Success & Happiness = Being The “Supply” Rather Than The “Demand”
For the first time in awhile, I don’t have a management role where I work. Right now, all I want to do is moonlight at a restaurant, rather than invest the hours into running some aspect of it. Currently, I have too much else to do. So I’m not a leader there. Technically. However, that doesn’t mean I don’t want to have a leadership presence. Does this mean I do a lot of delegating and directing? Absolutely not (that would be insanely obnoxious). It just means I seek to give rather than take.
A real leadership presence is something that people don’t even know you’re trying to have. You just embody generosity of self and people feel uplifted without even necessarily knowing how to define why. You just behave with integrity without needing to compel others to do the same. Most of the time, you’re just being a silent example.

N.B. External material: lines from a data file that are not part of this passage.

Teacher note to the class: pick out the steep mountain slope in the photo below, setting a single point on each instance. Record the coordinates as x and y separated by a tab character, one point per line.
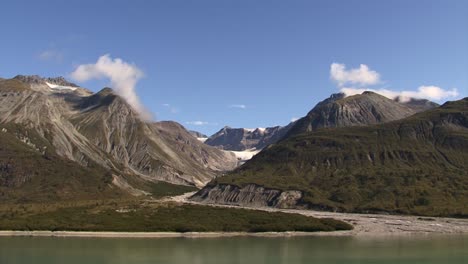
110	123
103	130
198	135
415	165
32	172
241	139
357	110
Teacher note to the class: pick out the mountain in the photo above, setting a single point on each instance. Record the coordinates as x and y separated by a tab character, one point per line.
201	137
242	139
357	110
71	124
413	165
418	105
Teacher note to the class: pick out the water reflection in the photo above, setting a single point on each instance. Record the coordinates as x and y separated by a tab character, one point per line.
425	249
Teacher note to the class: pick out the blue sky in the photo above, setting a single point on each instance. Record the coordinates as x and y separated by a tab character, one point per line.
207	64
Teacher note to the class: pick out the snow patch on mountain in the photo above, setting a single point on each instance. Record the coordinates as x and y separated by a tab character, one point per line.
60	87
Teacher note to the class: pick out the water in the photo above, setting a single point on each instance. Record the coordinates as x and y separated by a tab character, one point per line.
426	249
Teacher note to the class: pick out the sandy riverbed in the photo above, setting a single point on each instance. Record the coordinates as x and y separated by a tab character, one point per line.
364	225
371	224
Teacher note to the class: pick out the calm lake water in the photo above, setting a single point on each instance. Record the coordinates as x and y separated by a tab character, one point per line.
425	249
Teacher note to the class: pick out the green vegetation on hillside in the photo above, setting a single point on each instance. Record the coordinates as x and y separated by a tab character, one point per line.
416	165
30	171
133	216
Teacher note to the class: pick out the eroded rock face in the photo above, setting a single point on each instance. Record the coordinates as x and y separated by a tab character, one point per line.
102	128
251	195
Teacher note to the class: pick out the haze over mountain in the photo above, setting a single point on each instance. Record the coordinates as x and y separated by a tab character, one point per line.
71	124
413	165
363	109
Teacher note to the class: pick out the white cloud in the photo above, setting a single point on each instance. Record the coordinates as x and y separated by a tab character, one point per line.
357	80
360	76
171	108
123	78
51	55
241	106
197	123
424	92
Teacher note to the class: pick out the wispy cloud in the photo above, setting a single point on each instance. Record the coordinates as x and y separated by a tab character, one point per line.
358	80
423	92
240	106
360	76
197	123
172	109
200	123
51	55
123	78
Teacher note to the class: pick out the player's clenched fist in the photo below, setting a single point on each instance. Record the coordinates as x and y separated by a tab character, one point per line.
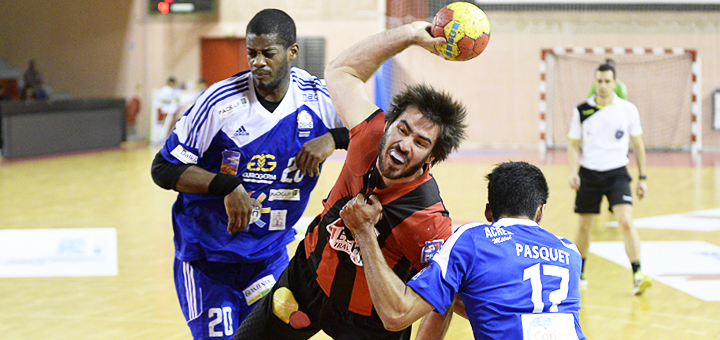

This is something you can do anywhere. With family and friends. It doesn’t require that you are technically in charge of anything (that role simply means that now these leadership qualities are essential rather than optional). And doesn’t require some authoritative alpha presence (something I am not naturally endowed with anyway).
It just requires that you’re conscious. Being conscious means your paying attention and having intention. Maintaining a leadership presence involves paying attention to how much energy you demand of others. And it means always having the intention to provide a lift to the energy of others rather than require an investment of theirs into you. Think about the presence of a king. A strong doesn’t need you to reassure him of his value.
When I arrive to work, I’m not always in the mood to have that presence. Perhaps the demands of the day have depleted me a bit. Perhaps I’m frustrated or unsure about something. Perhaps I have too much to do and when 4pm starts to creep up on me, I resent having to pull myself away from my projects. So I have to come back to the intention to be an example and give. And when I do, I can feel the strain of my inner struggles give way.
Besides that active embodiment of leadership, having practices that strengthen you internally, like meditation, build up these required energy reserves. The stronger this foundation gets, the more you have to give and the less you depend on others for anything. This sense of empowered independence doesn’t mean that you become indifferent to others – in fact your sense of interconnectedness with everyone amplifies rather than diminishes. It means that you don’t require that they invest their energy into making you feel better. You already feel sure about who you are and where you’re going.
This changes your entire presence, making it lighter and less demanding. Again, without even being sure why, people will like being around you more. You will then find that your behavior changes around this as well. Before I meditated, I depended more on the tolerance and good will of others. Tolerance of my shifting moods, my neurotic uncertainty about things, my overcooked reactions to challenges.
It’s self-imprisonment to depend on the good will of others. Because if they don’t have the energy to adapt to your difficult behavior, you get conflict and resentment. And even if they do, you are unnecessarily depleting them. You are an energy liability rather than an energy asset, and this ultimately strains group dynamics. And those that strain group dynamics do not get the same opportunities as those that contribute to them.
Dependence is what defines the life of a child. Their demanding, unreasonable behavior requires the patience and care of the parent. Maturing beyond childhood means developing greater and greater levels of self-sufficiency. First you become more able to provide yourself with the basic necessities of life (i.e. feeding yourself) and then you develop a subtler, more emotional independence as you emerge from adolescence. Here, you no longer need the constant coddling and reassurance that you are not deficient in some way. I’ve said before that maturity means you don’t waste your energy on things that don’t serve you. This also means that you don’t need others to replenish your depleted energy levels (“energy” being a generic way of looking at your inner fortitude, not just raw physical energy).
When you are serving, people are dependent on you. You need to tolerate their unreasonable behavior and invest your energy into giving them a lift. This means that you are in control of the situation. Although one may think of service as something “subservient”, it is in fact a place of power, demanding a tremendous sense of responsibility on your part. You need to have a good bank balance of energy to invest. Because if you go requiring the tolerance and good will of the people you are serving, then it not only results in them being poorly served, but it puts them in control of you.
As I shed my hang-ups, and the subtler and subtler layers of paranoia around them, I transitioned into becoming supplier of tolerance and good will, rather than the customer. If you want to look at the world as one giant economy of energy, isn’t it more empowered to be on the “supply” end of the chain rather than the “demand”? This is what gives you power and opportunity in life.